Baxter proceeds to take the top of the tree to Miss Adelaide, who is Mr. Willowby's upstairs maid. She sets up a table-top tree, but the top of the tree bends against her gable room ceiling. When she clips it off and throws it out, it is picked up, trimmed, and passed along repeatedly, making its way to one more human and three festive animal households before ending up with a tiny mouse family who lives in Mr. Willowby's house not too far from the original Christmas tree.
What makes this book so appealing? It's not the rhymed text, which ranges from adequate to slightly less so. No, it's the outrageous trail of adopters and choppers, along with the wonderful artwork. Each new tree acquisition is greeted with enthusiasm by an intriguing new set of characters. I especially like Barnaby Bear and his family, perhaps in part because they are given extra page time. (Barry must have liked them, too!)
Mama Bear is clearly in charge of this household. When Barnaby suggests slicing the tree off at the bottom because it won't fit on the mantel, "...Mama Bear just shook her head/And sliced the treetop off instead." Barnaby looks a tiny bit dismayed and Baby Bear seems surprised as Mama wields a large and shining knife with sturdy confidence. These subtleties of character are played out differently in each of the homes we visit so quickly. The best illustrators have a knack for capturing personality, and Robert Barry is no exception.

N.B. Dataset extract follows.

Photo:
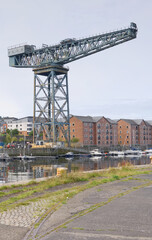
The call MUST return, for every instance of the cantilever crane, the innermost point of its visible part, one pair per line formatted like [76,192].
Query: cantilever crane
[51,100]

Each new incarnation of the Christmas tree is its own little story, like a miniature chapter in a longer book than this one. We don't get to hang around to see all of the different approaches to tree decorating, but in the Bears' home, it's "bells and honey rings,/Some berries, and tinsel, and popcorn on strings." At the very end, we learn that the Mouse family puts a star made of cheese on top of their tiny tree.
This is a goodhearted, ever so slightly tongue-in-cheek Christmas story, and young readers will thoroughly enjoy finding out where the increasingly small Christmas tree ends up next. It's almost as if the tree were a character, making its way from house to house like a slowly melting snowman. There's a message in here somewhere, but it's not entirely obvious. More than anything, Mr. Willowby's Christmas Tree captures the joy of families gathering to celebrate the season.